Why are you mad at me? I had nothing to do with it. It wasn’t my fault, you know.”
Taylor drummed his fingertips on the top of the steering wheel.
“I’m not pissed off with you. I’m just pissed off.”
“It sucks,” said Juan. “We’re all pissed off.” He cocked his head, adding quietly, “And the girls are really scared.”
“They should be.”
After that, Taylor resolved to keep to himself for the rest of the day.
He worked through his lunch hour, lifting pallets and bringing them to the processing area. He was at the far end of the greenhouses when his forklift slowed and sputtered to a stop. Methodically, he unclasped the propane cylinder from the rear of the machine and, carrying it with one hand, he kicked open the steel door to take a short cut across the gravel driveway. He stopped in his tracks as the door slammed shut behind him and stared up in surprise at the bruised and darkening sky of dusk. He pulled his watch from his pocket and hesitated before putting it back on his wrist. Instead he shoved it back in his pocket. It was just after seven o’clock. The compound was silent. All the pickers and packers and truckers had gone home.
“What the hell am I doing here?” he whispered.
Just a few days ago, he’d been preparing to leave, to go home, go back to his job in Ottawa and pick up the pieces of his life. Yet now, everything he had hoped to escape from for a few months had followed him. This was not the peaceful, carefree place he had sought. It stank with the same senseless violence he had turned his back on last autumn, and with the same despair. It had a voice now—the soft young voice of Anna Wagner.
You are responsible, she said.
Taylor walked silently towards the shipping bay and rested the empty cylinder on its rim, twisting it into the gravel a bit to ensure it did not topple over. He climbed up onto the loading bay, where the backs of trucks would couple with the warehouse, and waited.
His fingers picked at the black rubber padding that protected the frame from the more reckless drivers and stared out across the gravel parking lot as he listened to the sound of music in the far distance and then the sounds of quiet tires on gravel approaching the loading dock.
Taylor quietly stepped back a few feet into the dark shadows of the loading dock and positioned himself behind a stack of wooden pallets. From between the slats he watched a beige electric golf cart, with Randy Caines at the wheel, round the corner of the greenhouse and continue past.
Caines was a large man, about three hundred pounds, but less than five and a half feet tall. He seemed to own only three shirts and two pairs of pants, and these were all black—golf shirts and track pants; his hair was slick, shiny and black as well. He was the one person Taylor had met since he started working at Tanglewood that he felt himself capable of hating without reservation. Every pound of Caines seemed to be riddled with malice and hatred. Anyone unfortunate enough to cross his path, let alone be placed under his authority, was liable to pay the price for his wrath. As the Warehouse Manager, there was no employee at Tanglewood who did not fall under his shadow.
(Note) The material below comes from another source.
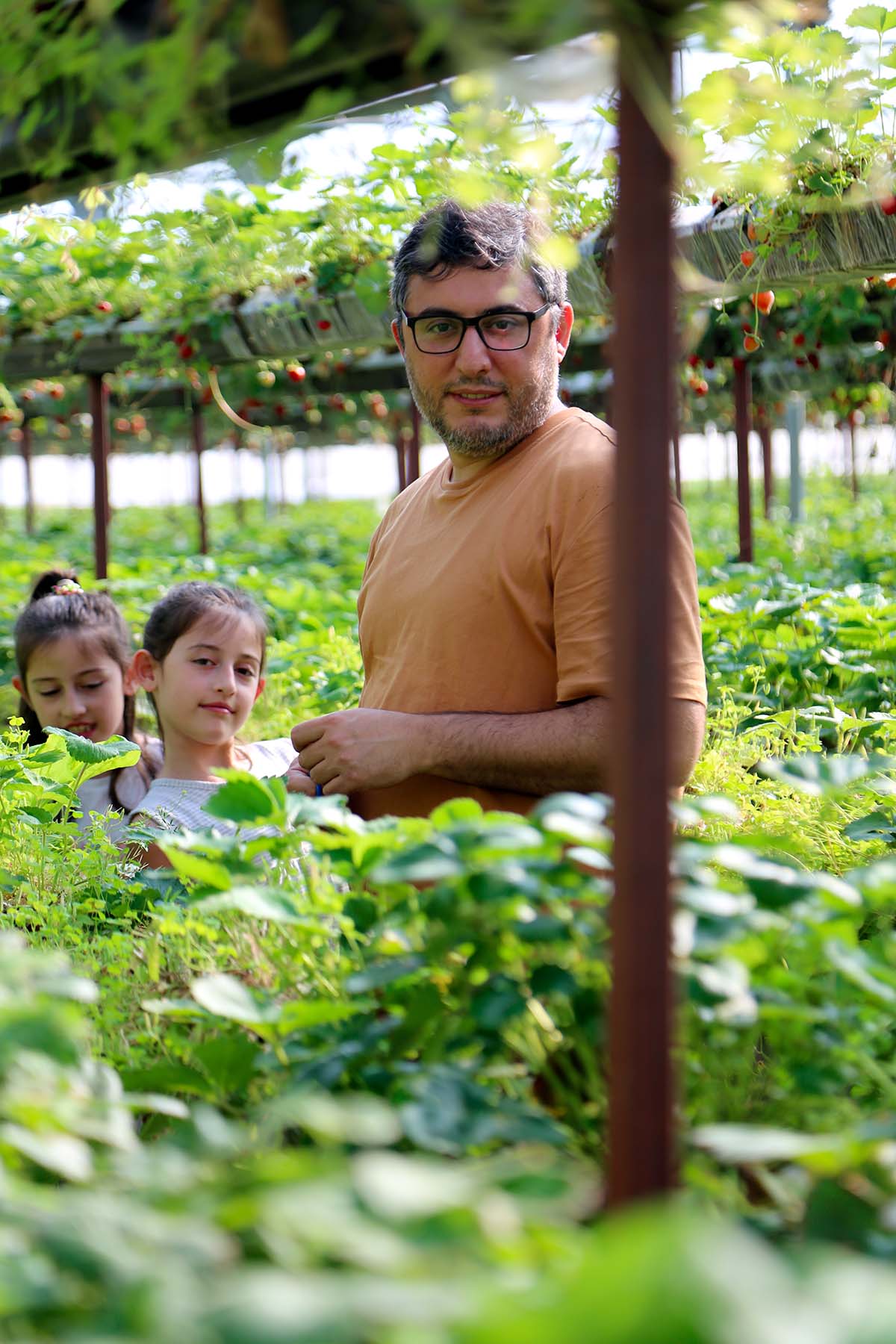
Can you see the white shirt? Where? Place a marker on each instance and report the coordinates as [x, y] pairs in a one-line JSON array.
[[179, 804]]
Taylor eased himself around the pallets and watched Caines stop his cart in front of a white plastic greenhouse then carefully unlock the two padlocks that kept its contents safe and secret. This was the only greenhouse Taylor had never entered, because Caines kept it strictly off limits to everyone. Caines had explained during Taylor’s first week at Tanglewood that Michael Voracci grew rare flowers inside as gifts to his wife. Anyone entering the greenhouse, he had gruffly explained, would be fired immediately. Opening the door would disturb the pollination process.
It did not take long for that lie to be exposed. Taylor had overheard someone’s remark during dinner break the following night, “Just like Voracci’s flowers!” echoed by a chorus of laughter.
“So those aren’t flowers growing in there?” he asked.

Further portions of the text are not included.